US software giant Microsoft sent ripples through the European market with news that it picked up Danish mid-market business applications vendor Navision for $1.3 billion. Navision justified its hefty price tag by putting in a strong quarterly performance and claiming progress in grabbing market share. Licence revenues jumped 20% to DKK243 million ($29.2m) in the third quarter to March 2002, pushing total sales up 17% to DKK380 million ($45.6m). However, a rise in marketing activities and the acquisition of distribution companies pushed up costs. As a result, net profits fell 32% to DKK24.7 million ($3.0m). The group added that it was on track to meet its target of 17% growth in full year sales.
London-listed Sage delivered even stronger top-line growth. Revenues at the accountancy software specialist – whose own accounting practices have been called into question – grew 22% to £279.8 million ($400.1m) in the first half of its financial year. Net profits rose 10% to £44.9 million ($64.3m) as a result.
However, Sage is widely regarded as vulnerable to heightened competition following Microsoft's full-scale entry into the European business applications market. Analysts also fear that the UK-based company is relying too heavily on cross-selling into its installed base with little focus on winning over new customers. There has been some successes with cross-selling initiatives, but Interact, the sales force automation software it acquired in 2001, proved a disappointment in this respect. The business notched up sales of £26.0 million ($37.2m), some 30% below earlier expectations.
Sweden's IFS joined the chorus of companies complaining of customer deferrals in the first quarter. However, it noted "a certain degree of recovery" in UK and US markets, and talked of bigger contracts in Europe. Licence sales climbed 12% to SEK304 million ($27.4m), pushing total revenues ahead 2% to SEK744 million ($67.0m). IFS also managed to turn a profit of SEK14 million ($1.3m), compared to losses of SEK94 million ($8.5m) in the comparative period of 2001, thanks to lower costs.

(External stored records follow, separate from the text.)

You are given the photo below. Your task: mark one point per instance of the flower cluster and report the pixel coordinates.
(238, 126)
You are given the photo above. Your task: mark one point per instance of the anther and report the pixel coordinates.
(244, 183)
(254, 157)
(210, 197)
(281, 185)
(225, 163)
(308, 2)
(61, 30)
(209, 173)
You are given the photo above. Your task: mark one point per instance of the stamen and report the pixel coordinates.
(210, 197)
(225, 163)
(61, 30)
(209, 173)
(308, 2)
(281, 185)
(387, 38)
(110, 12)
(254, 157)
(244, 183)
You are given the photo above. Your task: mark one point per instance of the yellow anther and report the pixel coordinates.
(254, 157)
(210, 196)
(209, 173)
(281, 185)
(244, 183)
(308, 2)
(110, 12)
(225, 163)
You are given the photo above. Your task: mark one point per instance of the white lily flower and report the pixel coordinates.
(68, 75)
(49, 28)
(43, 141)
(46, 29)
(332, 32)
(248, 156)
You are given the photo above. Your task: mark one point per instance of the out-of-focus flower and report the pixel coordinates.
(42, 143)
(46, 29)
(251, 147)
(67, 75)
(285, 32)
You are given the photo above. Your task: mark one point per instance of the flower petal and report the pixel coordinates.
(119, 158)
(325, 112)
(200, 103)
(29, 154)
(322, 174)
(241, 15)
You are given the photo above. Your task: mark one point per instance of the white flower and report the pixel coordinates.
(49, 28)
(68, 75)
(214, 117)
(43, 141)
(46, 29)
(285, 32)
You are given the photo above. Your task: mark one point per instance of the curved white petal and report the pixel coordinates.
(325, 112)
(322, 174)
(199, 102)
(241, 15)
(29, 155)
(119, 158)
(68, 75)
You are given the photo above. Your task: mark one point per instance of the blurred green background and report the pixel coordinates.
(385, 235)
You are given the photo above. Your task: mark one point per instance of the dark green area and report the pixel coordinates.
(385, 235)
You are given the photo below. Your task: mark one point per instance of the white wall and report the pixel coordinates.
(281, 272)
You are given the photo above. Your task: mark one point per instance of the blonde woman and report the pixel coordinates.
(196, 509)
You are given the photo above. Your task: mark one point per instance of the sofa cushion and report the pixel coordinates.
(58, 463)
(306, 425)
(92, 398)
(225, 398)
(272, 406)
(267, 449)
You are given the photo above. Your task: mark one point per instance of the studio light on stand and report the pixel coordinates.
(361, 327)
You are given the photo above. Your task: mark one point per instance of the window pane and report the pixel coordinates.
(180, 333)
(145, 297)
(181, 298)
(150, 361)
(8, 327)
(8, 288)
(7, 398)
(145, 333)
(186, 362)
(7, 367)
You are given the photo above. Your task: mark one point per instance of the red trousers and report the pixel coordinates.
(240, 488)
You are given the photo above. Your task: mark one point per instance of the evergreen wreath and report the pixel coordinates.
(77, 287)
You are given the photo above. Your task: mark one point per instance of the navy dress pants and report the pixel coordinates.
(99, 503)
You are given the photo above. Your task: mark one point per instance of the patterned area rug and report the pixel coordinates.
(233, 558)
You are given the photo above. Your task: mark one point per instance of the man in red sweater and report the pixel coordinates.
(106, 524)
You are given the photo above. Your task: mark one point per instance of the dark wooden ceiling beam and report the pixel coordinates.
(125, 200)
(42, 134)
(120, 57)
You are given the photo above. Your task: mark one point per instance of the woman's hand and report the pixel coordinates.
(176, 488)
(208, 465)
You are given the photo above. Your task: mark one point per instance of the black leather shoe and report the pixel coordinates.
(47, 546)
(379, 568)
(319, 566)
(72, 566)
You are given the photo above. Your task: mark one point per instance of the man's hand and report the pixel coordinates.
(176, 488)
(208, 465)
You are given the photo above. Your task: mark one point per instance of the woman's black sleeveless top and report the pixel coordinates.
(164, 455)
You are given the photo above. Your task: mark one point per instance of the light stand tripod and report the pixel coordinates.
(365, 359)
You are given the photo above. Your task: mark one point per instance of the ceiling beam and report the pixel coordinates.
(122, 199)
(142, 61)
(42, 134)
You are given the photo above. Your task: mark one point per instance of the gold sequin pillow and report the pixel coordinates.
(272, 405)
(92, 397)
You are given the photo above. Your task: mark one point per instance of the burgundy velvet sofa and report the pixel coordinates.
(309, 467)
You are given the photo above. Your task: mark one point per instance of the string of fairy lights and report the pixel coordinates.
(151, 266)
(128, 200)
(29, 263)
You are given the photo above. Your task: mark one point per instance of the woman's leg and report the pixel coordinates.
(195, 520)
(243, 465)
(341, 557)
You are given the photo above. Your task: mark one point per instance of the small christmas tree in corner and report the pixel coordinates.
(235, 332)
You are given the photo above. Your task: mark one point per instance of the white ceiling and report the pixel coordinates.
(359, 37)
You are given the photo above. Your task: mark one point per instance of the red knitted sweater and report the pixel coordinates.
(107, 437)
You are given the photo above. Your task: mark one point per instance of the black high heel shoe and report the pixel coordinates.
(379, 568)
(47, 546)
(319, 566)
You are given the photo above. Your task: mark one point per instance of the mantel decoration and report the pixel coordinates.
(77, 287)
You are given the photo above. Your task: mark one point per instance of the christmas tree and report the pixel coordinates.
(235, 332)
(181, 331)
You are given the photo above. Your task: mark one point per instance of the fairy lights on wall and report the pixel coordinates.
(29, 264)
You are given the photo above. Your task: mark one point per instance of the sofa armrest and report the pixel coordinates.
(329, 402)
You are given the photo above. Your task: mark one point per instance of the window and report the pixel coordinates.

In contrast, lacklustre second quarter results from US vendor JD Edwards suggested little improvement in US corporate demand for business applications. New licence sales slipped 13% in the quarter to April 2002. For the first half of its financial year, the picture was even bleaker – licence sales were down a hefty 32% to $98.0 million. Total sales for the latest quarter, buoyed by higher services revenues, nudged ahead 1% to $223.6 million. However, a $7.8 million write-off related to "third party product arrangements", pushed the group $7.5 million into the red. This compares to profits of $2.5 million in the same period in 2001.